05/10/2021 - 18:02
Dona Maria José não consegue recordar exatamente a sua idade, mas o que realmente gostaria de apagar de sua memória é a morte de seu neto e a cena de seus vizinhos perdendo suas casas para o fogo.
Kelly Monique de Oliveira Silva, de 34 anos, apagou o fogo que ameaçava atingir uma área próxima de sua casa com seus próprios pés, enquanto acalmava os seus filhos que gritavam assustados com o que viam.
Já a imigrante boliviana Dona Juana, enquanto cozinhava incansavelmente para as dezenas dos brigadistas que combatiam o fogo, deixou seus filhos sozinhos em casa e teve que lidar com o ex-marido que agrediu sua filha enquanto ela trabalhava.
O fogo para essas mulheres é um gatilho de memória para todo o sofrimento que vivenciaram durante o ano de 2020 e que elas assistem se repetir novamente este ano. Diante disso, elas se uniram para aprender a lidar com a situação.

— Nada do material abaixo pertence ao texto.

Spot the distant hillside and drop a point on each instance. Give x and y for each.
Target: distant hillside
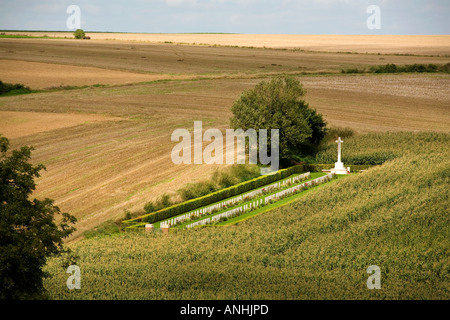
(394, 216)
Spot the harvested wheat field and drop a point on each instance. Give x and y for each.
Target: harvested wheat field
(107, 148)
(18, 124)
(386, 44)
(38, 75)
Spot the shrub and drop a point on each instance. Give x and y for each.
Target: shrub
(12, 89)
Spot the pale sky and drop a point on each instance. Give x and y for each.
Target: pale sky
(231, 16)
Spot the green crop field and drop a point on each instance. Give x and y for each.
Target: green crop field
(319, 246)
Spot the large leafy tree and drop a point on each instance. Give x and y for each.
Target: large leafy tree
(28, 232)
(279, 104)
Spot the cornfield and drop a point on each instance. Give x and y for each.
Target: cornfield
(394, 216)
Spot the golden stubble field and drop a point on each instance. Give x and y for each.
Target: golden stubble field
(107, 149)
(404, 44)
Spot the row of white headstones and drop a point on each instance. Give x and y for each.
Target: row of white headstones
(257, 203)
(338, 169)
(248, 196)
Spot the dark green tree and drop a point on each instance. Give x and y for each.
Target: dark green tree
(28, 232)
(279, 104)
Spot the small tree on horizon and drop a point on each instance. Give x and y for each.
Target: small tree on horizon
(279, 104)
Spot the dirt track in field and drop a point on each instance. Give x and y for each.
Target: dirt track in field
(38, 75)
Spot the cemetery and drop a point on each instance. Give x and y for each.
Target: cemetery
(242, 203)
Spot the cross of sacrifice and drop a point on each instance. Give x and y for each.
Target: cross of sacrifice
(339, 142)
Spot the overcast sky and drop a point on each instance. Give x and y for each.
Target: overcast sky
(231, 16)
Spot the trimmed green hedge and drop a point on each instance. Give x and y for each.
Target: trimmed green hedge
(193, 204)
(320, 167)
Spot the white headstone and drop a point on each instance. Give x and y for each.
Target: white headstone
(339, 166)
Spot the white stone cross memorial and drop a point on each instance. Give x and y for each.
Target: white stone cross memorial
(339, 166)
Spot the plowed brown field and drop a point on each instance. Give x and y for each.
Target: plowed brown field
(107, 149)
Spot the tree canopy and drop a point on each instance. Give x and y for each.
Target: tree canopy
(279, 104)
(28, 232)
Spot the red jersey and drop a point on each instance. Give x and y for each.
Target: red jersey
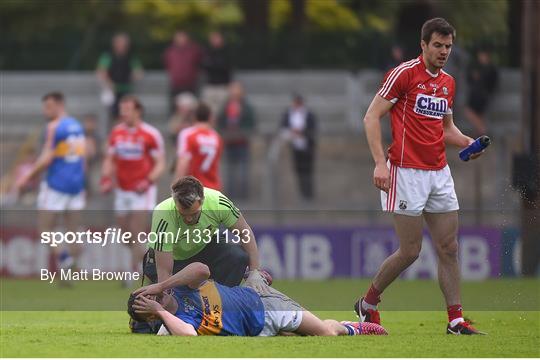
(203, 146)
(134, 150)
(420, 99)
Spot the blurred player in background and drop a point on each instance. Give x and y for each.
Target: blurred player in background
(236, 311)
(416, 183)
(199, 150)
(134, 162)
(62, 190)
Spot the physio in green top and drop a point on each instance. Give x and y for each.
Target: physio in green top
(186, 229)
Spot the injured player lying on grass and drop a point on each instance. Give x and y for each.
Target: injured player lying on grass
(190, 304)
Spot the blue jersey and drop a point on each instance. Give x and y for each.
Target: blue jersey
(214, 309)
(66, 172)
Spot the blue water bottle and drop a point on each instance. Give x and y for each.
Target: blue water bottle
(477, 146)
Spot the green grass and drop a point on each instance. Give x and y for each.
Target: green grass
(512, 321)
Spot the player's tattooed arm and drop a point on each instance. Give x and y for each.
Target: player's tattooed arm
(193, 275)
(247, 240)
(372, 124)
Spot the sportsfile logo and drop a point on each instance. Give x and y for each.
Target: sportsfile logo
(430, 106)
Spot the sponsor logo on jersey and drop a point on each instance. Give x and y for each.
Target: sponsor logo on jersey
(403, 204)
(128, 150)
(431, 106)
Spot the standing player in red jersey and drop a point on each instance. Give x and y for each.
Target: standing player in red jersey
(415, 182)
(135, 160)
(199, 150)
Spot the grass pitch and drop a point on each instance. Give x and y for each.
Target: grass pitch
(412, 313)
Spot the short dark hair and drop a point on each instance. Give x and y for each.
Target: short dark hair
(135, 100)
(187, 190)
(57, 96)
(202, 113)
(437, 25)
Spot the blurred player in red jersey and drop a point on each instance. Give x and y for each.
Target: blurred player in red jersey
(134, 161)
(415, 182)
(199, 150)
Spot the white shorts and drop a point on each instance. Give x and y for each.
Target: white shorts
(125, 201)
(53, 200)
(413, 191)
(281, 313)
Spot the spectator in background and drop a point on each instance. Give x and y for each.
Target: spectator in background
(300, 127)
(236, 122)
(217, 64)
(116, 71)
(183, 116)
(182, 60)
(482, 78)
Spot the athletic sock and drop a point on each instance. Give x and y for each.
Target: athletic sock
(350, 328)
(372, 298)
(455, 314)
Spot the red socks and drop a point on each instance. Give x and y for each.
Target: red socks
(455, 312)
(373, 296)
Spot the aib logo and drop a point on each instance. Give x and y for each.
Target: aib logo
(430, 106)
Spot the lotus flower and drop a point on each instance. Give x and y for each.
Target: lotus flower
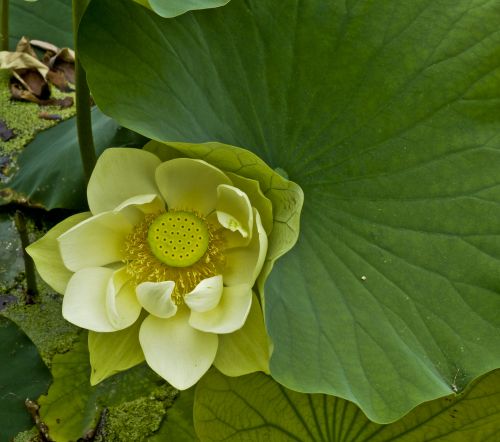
(180, 241)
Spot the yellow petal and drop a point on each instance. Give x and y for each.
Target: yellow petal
(244, 264)
(45, 253)
(188, 184)
(113, 352)
(135, 207)
(95, 242)
(257, 199)
(122, 306)
(229, 315)
(206, 295)
(235, 213)
(176, 351)
(121, 173)
(84, 302)
(156, 298)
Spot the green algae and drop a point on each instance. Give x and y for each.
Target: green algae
(23, 117)
(32, 435)
(138, 419)
(43, 322)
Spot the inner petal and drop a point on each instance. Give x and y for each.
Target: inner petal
(234, 210)
(206, 295)
(156, 298)
(191, 184)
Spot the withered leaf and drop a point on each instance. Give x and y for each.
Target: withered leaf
(5, 132)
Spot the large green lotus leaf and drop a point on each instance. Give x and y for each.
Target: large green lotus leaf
(256, 408)
(43, 20)
(173, 8)
(72, 407)
(386, 114)
(23, 375)
(50, 168)
(11, 258)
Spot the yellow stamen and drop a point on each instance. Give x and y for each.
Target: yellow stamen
(143, 263)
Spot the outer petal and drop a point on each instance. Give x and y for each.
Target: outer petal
(190, 184)
(155, 297)
(244, 264)
(95, 242)
(121, 303)
(111, 353)
(45, 253)
(235, 213)
(229, 315)
(84, 303)
(257, 198)
(119, 174)
(177, 352)
(247, 349)
(206, 295)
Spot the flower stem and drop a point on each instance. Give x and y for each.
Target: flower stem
(83, 117)
(4, 45)
(29, 266)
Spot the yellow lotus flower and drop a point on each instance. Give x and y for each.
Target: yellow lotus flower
(180, 240)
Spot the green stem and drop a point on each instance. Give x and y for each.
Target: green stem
(29, 265)
(83, 117)
(4, 46)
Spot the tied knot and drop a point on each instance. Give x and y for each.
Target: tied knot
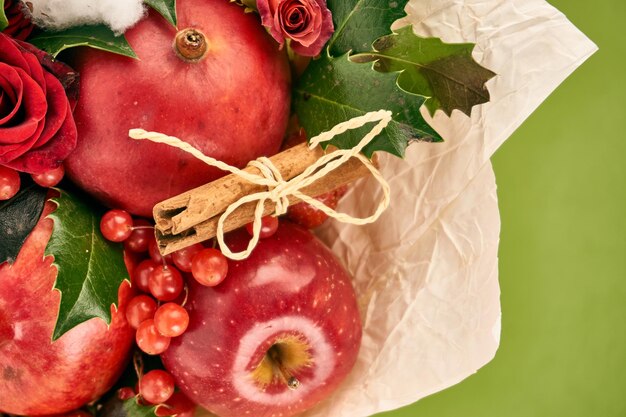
(277, 186)
(278, 190)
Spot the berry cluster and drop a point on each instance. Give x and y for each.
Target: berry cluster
(157, 312)
(10, 180)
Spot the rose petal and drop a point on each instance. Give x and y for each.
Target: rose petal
(52, 154)
(67, 76)
(309, 34)
(32, 108)
(8, 81)
(326, 32)
(57, 110)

O grupo que inicialmente reunia cerca de 20 mulheres ribeirinhas teve algumas baixas, mas a primeira brigada voluntária feminina da Serra do Amolar se formou com um número relevante de 12 participantes, considerando que o número de brigadistas permanentes totais de lá hoje são de 14 homens.

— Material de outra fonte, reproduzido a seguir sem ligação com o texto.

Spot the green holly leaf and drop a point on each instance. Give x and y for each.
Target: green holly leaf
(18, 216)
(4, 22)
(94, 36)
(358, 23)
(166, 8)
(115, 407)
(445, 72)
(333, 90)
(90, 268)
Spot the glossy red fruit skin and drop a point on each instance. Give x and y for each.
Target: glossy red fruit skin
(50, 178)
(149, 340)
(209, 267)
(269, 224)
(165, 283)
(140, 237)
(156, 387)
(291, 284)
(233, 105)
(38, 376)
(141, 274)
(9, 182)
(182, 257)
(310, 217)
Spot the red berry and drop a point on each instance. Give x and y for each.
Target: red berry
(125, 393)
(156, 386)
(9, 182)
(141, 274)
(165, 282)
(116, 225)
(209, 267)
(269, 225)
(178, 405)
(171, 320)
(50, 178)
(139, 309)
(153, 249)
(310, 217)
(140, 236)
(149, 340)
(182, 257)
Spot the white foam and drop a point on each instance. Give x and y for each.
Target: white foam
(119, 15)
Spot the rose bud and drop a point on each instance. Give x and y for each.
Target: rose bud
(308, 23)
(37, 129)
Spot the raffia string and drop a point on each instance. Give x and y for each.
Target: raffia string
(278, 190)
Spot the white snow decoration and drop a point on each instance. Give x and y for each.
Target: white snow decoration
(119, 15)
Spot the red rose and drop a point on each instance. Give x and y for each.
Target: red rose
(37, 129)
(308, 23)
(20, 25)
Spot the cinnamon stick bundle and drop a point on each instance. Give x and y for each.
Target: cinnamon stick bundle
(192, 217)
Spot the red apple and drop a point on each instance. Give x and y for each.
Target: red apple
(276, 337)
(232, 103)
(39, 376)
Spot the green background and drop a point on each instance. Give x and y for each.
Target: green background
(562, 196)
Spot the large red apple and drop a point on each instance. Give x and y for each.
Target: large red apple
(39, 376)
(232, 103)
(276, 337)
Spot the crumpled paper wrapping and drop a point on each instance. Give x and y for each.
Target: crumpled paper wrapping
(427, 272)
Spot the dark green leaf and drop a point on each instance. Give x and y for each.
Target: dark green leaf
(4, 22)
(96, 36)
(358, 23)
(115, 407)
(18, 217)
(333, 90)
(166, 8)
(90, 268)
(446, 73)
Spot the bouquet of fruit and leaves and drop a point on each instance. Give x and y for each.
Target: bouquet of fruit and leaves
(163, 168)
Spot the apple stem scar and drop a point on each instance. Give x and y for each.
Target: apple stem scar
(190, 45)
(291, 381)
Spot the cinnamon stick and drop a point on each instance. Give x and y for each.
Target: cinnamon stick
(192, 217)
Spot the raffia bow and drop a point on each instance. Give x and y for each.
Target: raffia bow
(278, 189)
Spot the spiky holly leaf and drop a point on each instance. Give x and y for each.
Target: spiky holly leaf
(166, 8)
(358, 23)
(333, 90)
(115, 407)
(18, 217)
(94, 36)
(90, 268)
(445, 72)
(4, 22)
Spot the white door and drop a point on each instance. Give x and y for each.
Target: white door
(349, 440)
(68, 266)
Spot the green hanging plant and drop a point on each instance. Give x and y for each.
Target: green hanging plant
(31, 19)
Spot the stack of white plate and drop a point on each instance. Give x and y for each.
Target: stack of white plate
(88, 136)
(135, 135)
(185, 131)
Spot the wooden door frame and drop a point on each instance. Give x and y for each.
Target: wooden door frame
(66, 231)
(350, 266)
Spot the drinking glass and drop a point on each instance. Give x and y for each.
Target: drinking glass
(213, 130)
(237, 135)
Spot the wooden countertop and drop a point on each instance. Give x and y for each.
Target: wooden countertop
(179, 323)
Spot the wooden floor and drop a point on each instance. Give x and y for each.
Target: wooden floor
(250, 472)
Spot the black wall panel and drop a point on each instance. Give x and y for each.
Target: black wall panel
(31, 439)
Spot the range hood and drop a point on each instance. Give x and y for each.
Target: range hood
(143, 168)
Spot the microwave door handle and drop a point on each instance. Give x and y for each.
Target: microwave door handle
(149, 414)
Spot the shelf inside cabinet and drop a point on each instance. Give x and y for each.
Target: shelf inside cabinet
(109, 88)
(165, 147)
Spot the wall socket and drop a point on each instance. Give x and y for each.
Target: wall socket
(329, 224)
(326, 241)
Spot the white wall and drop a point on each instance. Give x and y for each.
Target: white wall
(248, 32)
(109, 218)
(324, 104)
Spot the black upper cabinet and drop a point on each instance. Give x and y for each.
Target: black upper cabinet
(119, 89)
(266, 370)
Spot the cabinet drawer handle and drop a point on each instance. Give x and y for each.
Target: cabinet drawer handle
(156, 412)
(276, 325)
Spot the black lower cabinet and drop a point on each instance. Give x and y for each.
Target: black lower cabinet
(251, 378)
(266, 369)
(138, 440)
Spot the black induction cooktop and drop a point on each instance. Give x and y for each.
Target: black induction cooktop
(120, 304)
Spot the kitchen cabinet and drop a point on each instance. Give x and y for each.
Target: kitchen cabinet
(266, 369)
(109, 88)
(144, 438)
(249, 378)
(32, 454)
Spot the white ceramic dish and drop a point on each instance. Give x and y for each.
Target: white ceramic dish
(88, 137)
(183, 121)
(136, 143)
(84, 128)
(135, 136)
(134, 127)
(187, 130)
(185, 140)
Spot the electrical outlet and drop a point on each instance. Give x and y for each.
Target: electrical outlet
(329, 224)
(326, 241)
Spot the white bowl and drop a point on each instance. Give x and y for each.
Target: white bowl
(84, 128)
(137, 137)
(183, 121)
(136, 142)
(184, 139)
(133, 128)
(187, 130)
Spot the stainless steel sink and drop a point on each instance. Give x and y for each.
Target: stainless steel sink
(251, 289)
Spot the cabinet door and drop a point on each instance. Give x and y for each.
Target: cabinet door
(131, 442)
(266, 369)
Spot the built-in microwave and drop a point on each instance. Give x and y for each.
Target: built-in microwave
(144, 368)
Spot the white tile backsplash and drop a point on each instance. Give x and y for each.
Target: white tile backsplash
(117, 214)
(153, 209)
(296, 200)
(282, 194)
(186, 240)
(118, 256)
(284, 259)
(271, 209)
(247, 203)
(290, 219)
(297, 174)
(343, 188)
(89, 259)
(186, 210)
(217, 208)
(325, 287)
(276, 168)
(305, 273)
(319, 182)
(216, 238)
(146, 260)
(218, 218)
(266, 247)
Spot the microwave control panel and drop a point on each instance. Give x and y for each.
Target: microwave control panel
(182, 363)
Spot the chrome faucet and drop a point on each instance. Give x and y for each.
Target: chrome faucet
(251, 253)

As mulheres que não puderam comparecer sofrem diariamente repressão dos maridos e não conseguem se desligar do serviço doméstico com seus filhos. O objetivo dessas mulheres que vivenciaram o fogo em 2020 era não somente aprender a lidar com os incêndios para proteger suas casas mas também atuarem como suporte das equipes locais que estão em ação, e por meio de doações, se equiparem com todos os EPI’s e equipamentos necessários para ação, como bombas costais e abafadores.
Períodos de seca mais severas, maiores temperaturas e descontrole para conter incêndios nas áreas mais remotas do bioma. Além da perda de vasta área nativa de preservação e de milhares de animais mortos prejudicando toda a cadeia ecológica, as comunidades da região da Serra do Amolar sofrem por falta de acesso, comunicação e estrutura. Essa é a realidade do Pantanal hoje.
A jornalista Flávia Vitorino* e a cinegrafista Thamys Trindade* acompanharam o trabalho da ONG IHP (Instituto Homem Pantaneiro) e do PrevFogo, participando do treinamento e vivência com as mulheres por três dias na RPPN Novos Dourados, dentro da área da Serra do Amolar que fica cerca de 4 horas de navegação da cidade de Corumbá – MS.
São mulheres que enfrentaram uma realidade muito dura e sofrida para defender suas casas e sua família. Elas se emocionam ao falar do fogo com tremenda dor e medo da história do ano passado chegando novamente. Por isso uniram forças para estar aqui hoje.